Michele, 42, studied at Accademia di Costume e di Moda in Rome and cut his teeth at Fendi as senior accessories designer, working with Giannini. He joined Gucci’s design team in 2002 and was promoted associate to Giannini in May 2011. Last September, he was also named creative director of fine porcelain brand Richard Ginori, acquired by Gucci in June 2013. Michele, who is said to be passionate about antiquities and interiors, helped to create the brand’s new store concept in Florence that was unveiled in June.
Bizzarri underscored Michele’s “talent and his knowledge of the company and the design teams in place will for sure allow him to move quickly and seamlessly in implementing his new creative direction for the collections and the brand."
The executive, previously head of Kering’s luxury couture and leather goods division, joined Gucci on January 1, succeeding Patrizio di Marco.
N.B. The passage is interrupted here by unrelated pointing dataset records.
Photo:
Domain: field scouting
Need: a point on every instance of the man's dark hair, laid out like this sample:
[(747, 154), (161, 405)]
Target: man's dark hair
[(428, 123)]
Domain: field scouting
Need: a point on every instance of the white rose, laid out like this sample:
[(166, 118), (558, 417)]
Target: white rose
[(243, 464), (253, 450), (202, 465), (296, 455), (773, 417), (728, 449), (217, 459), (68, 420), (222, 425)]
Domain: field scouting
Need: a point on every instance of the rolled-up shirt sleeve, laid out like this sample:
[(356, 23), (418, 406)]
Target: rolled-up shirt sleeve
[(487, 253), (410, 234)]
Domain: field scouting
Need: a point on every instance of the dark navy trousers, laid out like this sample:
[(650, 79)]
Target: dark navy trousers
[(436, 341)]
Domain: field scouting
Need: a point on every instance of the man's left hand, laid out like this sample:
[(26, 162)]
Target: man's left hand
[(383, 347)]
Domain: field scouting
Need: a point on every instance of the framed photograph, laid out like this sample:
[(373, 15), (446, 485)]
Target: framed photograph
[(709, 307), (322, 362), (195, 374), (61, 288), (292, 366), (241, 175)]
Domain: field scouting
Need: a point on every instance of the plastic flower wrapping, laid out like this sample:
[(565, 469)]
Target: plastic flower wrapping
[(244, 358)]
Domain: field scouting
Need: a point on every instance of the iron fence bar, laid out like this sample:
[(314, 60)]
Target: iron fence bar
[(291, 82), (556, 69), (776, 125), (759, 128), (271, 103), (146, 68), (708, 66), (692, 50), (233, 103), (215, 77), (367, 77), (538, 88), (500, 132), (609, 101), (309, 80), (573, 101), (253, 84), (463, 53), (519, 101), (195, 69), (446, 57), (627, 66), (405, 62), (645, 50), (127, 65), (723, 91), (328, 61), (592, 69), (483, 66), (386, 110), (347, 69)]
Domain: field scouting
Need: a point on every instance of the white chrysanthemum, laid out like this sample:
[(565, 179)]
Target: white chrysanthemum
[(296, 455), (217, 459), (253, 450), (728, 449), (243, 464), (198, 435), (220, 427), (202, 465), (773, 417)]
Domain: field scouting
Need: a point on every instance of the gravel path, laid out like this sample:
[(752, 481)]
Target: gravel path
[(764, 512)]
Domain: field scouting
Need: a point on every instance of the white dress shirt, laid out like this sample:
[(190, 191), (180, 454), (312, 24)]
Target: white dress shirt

Bizzarri said the men’s fall collection shown on Jan. 19 “realized thanks to a remarkable collaboration between the men's design and production teams, is a clear indication that the brand is ready to take a new direction.”
Michele, in his first appearance on the runway, took the bow at the Gucci men’s show on Monday afternoon, along with a dozen members of the house’s design team. Under the direction of Michele, the team had been working around the clock to completely redesign the men’s collection, creating ambiguously sexy and romantic looks that included silk chiffon bow blouses and shrunken military jackets — a marked departure from Giannini’s aesthetic. The show was divisive, with some calling it a strong statement of Gucci’s new direction and others questioning its blend of the masculine and feminine. While Giannini and Michele worked together at Fendi earlier in their careers and went on to become a closely-knit duo at Gucci, their fashion aesthetics have diverged in recent years, according to sources.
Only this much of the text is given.